I figured with the current heatwave that SoCal (and the entire South-West) has had to deal with as of late, this would be a welcome respite from the heat and humidity. After all, if a "Honey Blonde Ale" can't satisfy during these sort of conditions, it won't do so well any other time of the year, eh?
But really, this is a classic example of why I normally shy away from "Honey" ales. Sweet and cloying in the mouthfeel, and entirely too sweet and sugary for my taste.

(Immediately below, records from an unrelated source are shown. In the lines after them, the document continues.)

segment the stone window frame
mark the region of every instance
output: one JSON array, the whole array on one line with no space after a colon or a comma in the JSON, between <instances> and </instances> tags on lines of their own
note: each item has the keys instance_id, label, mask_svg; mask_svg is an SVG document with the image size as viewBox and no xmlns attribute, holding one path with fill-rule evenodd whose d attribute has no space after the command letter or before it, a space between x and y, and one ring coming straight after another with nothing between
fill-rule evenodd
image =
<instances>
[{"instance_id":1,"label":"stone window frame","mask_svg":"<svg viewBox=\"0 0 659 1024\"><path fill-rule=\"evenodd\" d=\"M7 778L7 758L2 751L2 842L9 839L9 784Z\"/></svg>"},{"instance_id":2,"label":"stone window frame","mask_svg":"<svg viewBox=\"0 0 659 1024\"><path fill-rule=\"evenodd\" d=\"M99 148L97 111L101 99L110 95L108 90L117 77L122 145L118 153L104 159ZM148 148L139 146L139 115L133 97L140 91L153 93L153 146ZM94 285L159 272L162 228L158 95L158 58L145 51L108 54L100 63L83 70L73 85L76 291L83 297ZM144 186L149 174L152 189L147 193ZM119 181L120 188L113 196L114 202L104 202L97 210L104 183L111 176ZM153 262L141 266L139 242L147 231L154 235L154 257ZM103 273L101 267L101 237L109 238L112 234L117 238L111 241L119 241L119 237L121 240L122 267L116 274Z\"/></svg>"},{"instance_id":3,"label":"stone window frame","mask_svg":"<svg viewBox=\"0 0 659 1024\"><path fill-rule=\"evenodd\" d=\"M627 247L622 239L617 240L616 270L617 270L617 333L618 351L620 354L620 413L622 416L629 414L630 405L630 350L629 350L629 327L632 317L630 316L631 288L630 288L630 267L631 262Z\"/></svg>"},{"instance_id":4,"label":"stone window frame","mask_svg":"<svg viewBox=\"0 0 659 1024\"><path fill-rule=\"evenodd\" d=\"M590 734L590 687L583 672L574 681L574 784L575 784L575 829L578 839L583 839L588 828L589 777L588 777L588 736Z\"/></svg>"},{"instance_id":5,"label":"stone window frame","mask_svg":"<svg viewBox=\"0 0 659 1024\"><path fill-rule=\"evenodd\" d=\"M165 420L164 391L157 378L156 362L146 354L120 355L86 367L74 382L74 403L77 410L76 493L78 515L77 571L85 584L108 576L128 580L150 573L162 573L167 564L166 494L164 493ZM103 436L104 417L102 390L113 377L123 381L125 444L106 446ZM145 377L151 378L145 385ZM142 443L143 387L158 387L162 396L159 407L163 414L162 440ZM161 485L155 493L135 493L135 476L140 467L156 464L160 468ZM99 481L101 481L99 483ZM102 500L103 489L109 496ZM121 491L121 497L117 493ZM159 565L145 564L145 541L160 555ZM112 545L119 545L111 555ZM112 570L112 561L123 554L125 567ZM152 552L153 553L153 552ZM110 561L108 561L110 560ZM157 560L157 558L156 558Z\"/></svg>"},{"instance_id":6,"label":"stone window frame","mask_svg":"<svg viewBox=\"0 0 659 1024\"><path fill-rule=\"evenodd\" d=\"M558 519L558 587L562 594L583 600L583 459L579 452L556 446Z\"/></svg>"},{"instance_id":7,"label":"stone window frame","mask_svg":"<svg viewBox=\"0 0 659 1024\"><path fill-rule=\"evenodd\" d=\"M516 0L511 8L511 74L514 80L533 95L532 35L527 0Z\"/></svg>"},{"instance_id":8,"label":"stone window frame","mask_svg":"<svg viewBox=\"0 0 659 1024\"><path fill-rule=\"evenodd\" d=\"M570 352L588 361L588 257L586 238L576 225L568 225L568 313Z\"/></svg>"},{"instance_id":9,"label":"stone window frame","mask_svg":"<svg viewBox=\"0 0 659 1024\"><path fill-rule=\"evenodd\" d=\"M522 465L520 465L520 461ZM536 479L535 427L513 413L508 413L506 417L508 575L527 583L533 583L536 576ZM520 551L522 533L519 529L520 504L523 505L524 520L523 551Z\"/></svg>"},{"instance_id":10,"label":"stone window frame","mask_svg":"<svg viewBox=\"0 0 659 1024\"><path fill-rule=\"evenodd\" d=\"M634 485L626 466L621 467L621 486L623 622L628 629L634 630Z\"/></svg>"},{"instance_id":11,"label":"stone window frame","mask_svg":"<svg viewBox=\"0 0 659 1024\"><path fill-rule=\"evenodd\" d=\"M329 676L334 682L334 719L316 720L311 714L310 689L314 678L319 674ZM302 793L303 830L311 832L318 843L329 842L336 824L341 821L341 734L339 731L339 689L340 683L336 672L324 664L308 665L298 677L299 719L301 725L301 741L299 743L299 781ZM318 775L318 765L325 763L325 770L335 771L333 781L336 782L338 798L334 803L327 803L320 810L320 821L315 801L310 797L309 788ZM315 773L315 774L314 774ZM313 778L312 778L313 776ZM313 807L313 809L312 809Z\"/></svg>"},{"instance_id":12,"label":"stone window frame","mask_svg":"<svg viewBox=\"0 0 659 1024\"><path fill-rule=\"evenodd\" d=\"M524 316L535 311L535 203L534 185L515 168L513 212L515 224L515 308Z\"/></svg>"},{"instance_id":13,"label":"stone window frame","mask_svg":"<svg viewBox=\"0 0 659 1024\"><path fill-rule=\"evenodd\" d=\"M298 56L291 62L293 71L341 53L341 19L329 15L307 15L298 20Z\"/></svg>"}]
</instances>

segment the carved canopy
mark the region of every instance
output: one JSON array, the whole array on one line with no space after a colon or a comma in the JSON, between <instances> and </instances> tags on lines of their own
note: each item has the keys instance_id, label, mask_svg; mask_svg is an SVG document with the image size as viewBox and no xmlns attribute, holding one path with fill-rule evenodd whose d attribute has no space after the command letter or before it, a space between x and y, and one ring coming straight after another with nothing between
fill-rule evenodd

This does have some bitterness in the middle, but not nearly enough to counteract the sugar-cookie sweetness in the front and the backend. Comes across way too "amaturish" and (dare I say it?) vaguelly homebrew-ish. And if a homebrewer like myself usess that term (in this isolated instance) as as derogatory thing, you know it must have issues!
This actually brings me back to the mid-90's, to be honest. The microbrew explsion was fully underway, and you couldn't turn left nor right in a decent liquor store without running into 10-15 different fly-by-night microbreweries, trying to cash in on a trend that was bound to burn itself out (i.e. which it did, by `99). Nothing too wretched, but way too many marginal schwills with way-too-fancy labels. And while I'm not saying that Bayhawk is neccesarily a fly-by-night outfit, their beers often do have a rather slip-shod feel to them. "Flood the market with enough Bayhawk brands, and something is bound to stick", perhaps?
Anyway, $3.49 for a 22-ozer, that I can afford to dispose of via the nearest sink. Sweet, sickly, and (worst of all) boring as all-get-out....
Music: Nightrage's "Descent Into Chaos".